Random Observations (1) - top(1) application CPU usage definitionPosted by Inferno Nettverk A/S, Norway on Sat Jan 4 02:38:22 MET 2014
This blog posting contains some random observations made during software development, regarding problems that were not easily solved by searching the Internet for solutions explaining what was going on. Perhaps these entries will help others in a similar situation by making the information more available.Question: What does the 'top' application CPU percentage value include?
The 'top' program is a useful tool that shows information about what is currently going on on a system, including CPU usage, memory consumption, etc., for example like this:
CPU0 states: 1.7% user, 0.0% nice, 0.6% system, 0.1% interrupt, 97.6% idle CPU1 states: 3.3% user, 0.0% nice, 1.8% system, 0.0% interrupt, 94.9% idle Memory: Real: 434M/721M act/tot Free: 251M Cache: 175M Swap: 0K/3318M PID USERNAME PRI NICE SIZE RES STATE WAIT TIME CPU COMMAND 2016 user 2 0 345M 327M sleep/1 poll 4:32 14.70% firefox
One point to note is that for the CPU0/CPU1 lines, the total CPU usage is shown as a division of user/nice/system/interrupt and idle CPU, while for the application only a single value is shown. So the question then becomes, does the application CPU percentage value show the amount of cpu time spent only in the application, or does it include also system and interrupt CPU time?
Trying to answer this question proved to be more difficult than expected. If this was described in the top(1) manual page, it was not found by a quick look through it. Turning to search engines, a large number of pages describing the output of top(1) was found, but none that provided an answer to the question at hand.
This does not mean that this information is nowhere to be found, but that enough time had been unsuccessfully spent on trying to find an answer to the question for it to appear simplest to attempt to consult the application source code for a more definite answer.

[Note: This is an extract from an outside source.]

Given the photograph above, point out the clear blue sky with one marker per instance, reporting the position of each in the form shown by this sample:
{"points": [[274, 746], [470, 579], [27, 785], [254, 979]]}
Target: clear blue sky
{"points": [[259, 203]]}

A look at the top(1) implementation in OpenBSD resulted in the following line, in the function format_next_process():http://www.openbsd.org/cgi-bin/cvsweb/src/usr.bin/top/machine.c?rev=1.63
cputime = (pp->p_uticks + pp->p_sticks + pp->p_iticks) / stathz; With these defined as: u_int64_t p_uticks;/* U_QUAD_T: Statclock hits in user mode. */ u_int64_t p_sticks;/* U_QUAD_T: Statclock hits in system mode. */ u_int64_t p_iticks;/* U_QUAD_T: Statclock hits processing intr. */
From this it looks like the application CPU usage value on OpenBSD is calculated based on the user, system and interrupt time values.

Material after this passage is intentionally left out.